Fakultas Pertanian UB Malang Pelajari Sistem Subak Bali sebagai Studi Kasus Mata Kuliah Irigasi
(Dutabalinews.com), Sebanyak 10 dosen dan tenaga kependidikan dari Fakultas Pertanian Universitas Brawijaya (UB) Malang berkunjung ke Laboratorium Subak dan Rekayasa Agrowisata Universitas Udayana (Unud), Kamis (10/7). Ketua Laboratorium Fisika Tanah UB, Istika Nita, SP., MP., selaku pimpinan rombongan, menjelaskan bahwa tujuan kunjungan ini adalah untuk mempelajari sistem subak di Bali sebagai bahan pembelajaran mata kuliah Irigasi.
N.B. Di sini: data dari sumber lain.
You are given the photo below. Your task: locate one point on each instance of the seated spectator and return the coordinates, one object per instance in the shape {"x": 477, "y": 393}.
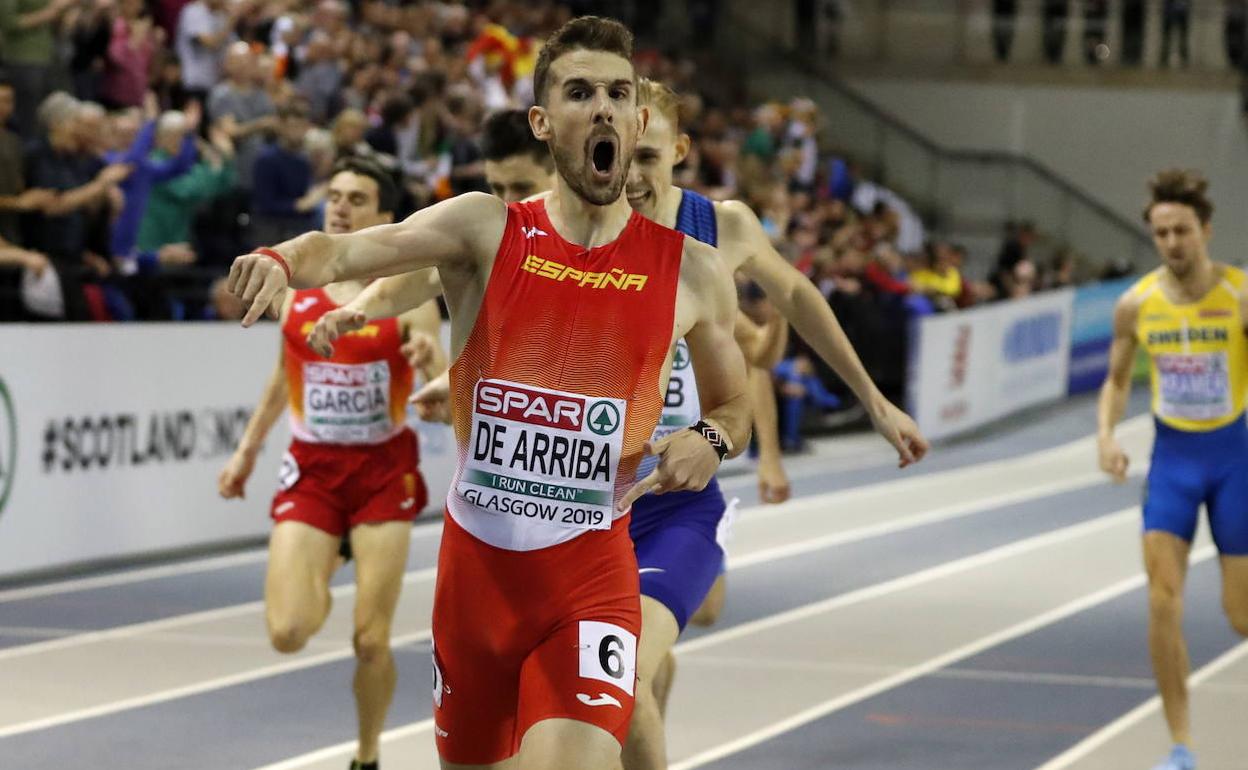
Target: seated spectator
{"x": 320, "y": 76}
{"x": 14, "y": 196}
{"x": 59, "y": 162}
{"x": 205, "y": 28}
{"x": 131, "y": 48}
{"x": 242, "y": 109}
{"x": 25, "y": 266}
{"x": 174, "y": 202}
{"x": 177, "y": 130}
{"x": 281, "y": 205}
{"x": 939, "y": 278}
“Mulai semester depan kami akan menjadikan subak sebagai studi kasus dalam mata kuliah Irigasi yang diajarkan dengan metode pembelajaran case study,” tutur Nita. Selain melakukan observasi lapangan dan bertatap muka dengan tokoh masyarakat di Subak Jatiluwih, rombongan UB juga mengadakan pertemuan dengan akademisi Fakultas Pertanian Unud, antara lain Prof. Dr. Ir. Didik Suprayogo, M.Sc., Ph.D; Prof. Dr. Ir. Sugeng Priono, S.U.; Dr. Kurniawan Sigit Wicaksono, SP., M.Sc.; Dany Dwi Saputrra, SP., M.Si., Ph.D.; Syamsul Arifin, SP., M.Si.; Dr. Yulia Amirul Fata, ST., M.Si.; Muhammad Taufik Hidayat, SP.; dan Awang Satya Kusuma, S.Kom.
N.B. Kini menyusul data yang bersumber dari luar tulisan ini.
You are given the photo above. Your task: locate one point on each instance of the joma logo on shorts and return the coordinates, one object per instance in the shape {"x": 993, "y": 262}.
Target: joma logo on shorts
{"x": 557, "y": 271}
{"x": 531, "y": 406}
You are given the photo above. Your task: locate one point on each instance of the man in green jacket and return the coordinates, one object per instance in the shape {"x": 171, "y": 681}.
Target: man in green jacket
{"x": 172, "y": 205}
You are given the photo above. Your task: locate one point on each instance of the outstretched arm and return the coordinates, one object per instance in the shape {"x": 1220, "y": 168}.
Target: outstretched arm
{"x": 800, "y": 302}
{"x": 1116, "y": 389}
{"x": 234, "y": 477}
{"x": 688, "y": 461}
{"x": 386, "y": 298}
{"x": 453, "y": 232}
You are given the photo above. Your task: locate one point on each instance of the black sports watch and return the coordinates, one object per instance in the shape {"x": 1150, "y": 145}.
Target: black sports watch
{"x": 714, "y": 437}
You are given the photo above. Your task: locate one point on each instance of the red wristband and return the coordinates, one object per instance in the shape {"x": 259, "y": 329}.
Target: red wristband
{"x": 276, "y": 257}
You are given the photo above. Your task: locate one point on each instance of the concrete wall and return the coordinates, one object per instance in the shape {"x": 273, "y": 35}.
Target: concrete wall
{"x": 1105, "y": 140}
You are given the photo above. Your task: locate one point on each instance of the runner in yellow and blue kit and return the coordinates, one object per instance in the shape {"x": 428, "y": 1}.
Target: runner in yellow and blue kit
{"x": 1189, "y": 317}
Rombongan diterima oleh Ketua Unit Subak Unud, Prof. Dr. Ir. I Ketut Suamba, MP., dan Ketua Laboratorium Subak dan Rekayasa Agrowisata, Dr. I Made Sarjana, SP., M.Sc., di Gedung Agrokomplek Kampus Unud, Jalan Sudirman, Denpasar. Dr. Made Sarjana memaparkan profil Laboratorium Subak dan sistem subak di Bali. Ia menjelaskan bahwa Lab. Subak merupakan laboratorium sosial yang memfasilitasi mahasiswa untuk belajar langsung dari petani.
“Secara fisik tidak ada peralatan khusus, penelitian dan kajian dilakukan dengan turun langsung ke lapangan. Infrastruktur utamanya hanya berupa komputer dan perangkat lunak analisis kuantitatif maupun kualitatif,” jelasnya. Lab. Subak tidak menyebarkan teknologi tertentu kepada masyarakat, tetapi justru menggali data lapangan, menganalisis, mempublikasikan, dan mendiseminasikan hasil pembelajaran kepada petani sebagai bahan acuan untuk meningkatkan peran subak dalam pemberdayaan petani.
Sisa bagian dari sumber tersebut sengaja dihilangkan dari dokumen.